The database is a consolidate point to store information regarding our products. We make one-of-a-kind products, and we want to capture a broad range of information. We are capturing technical parameters and performance (i.e. mass, power), contractual information (program cost, customer, etc), historical schedule information (i.e. how milestones shifted during the development), events related to each product (start of contract, technical reviews, product delivery, decommissioning), etc. The data is most definitely not in one table. For instance, although each product is unique they might share common attributes: customer, power supply design, delivery information (if they were part of a single acquisition).
Also, how would it come to pass that you have multiple sources for a single data item?
Some of this data is historical, and we have contradicting pieces of information. Other times, the data captured in a "single" data point is derived from different sources. This is largely a result that various programs historically might have reported different flavors of the same data, and for capturing it in the database we want to convert all the information to the same reference frame. A (trivial) example I recently ran into, for instance date for the start of operations. For a number of the products, I noticed that there was a difference of one day between two data sources I had. Turns out one source had UTC, the other local time.
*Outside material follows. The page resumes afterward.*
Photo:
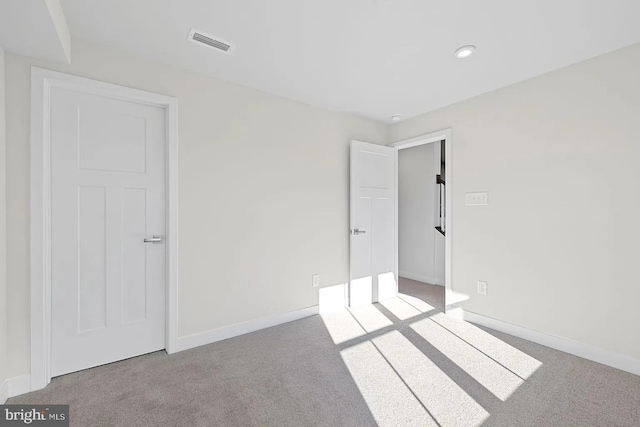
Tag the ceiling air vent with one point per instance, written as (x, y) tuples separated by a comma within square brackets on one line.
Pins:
[(211, 41)]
The contradicting information and the different ways of looking at the data is actually one of the primary reasons for creating this database.
It's easy enough to spool up a table of sources with a valid source id. Deciding where, when and how to use that source id is entirely dependent on the business rules/workflow involved with your data. "Piece of data" can mean ANYTHING the way you've described it so far.
As, I mentioned, "piece of data" does mean a number of different things. It is all historical, however. The goal is that when someone pulls up a page of information, they can press a button and be told where all that information came from.
I think a fully normalised, lossless data model (option 4) would be horrific to implement and would contain thousands of tables.
Option 2 is funny - it is like a One True Association Table (if you have come across OTLTs before then you'll understand what I mean).
I reckon option 3 is your best bet. You could make the source columns bitmasks (if you have few enough sources) and can stand to lose referential integrity. This would allow you to store the multiple sources.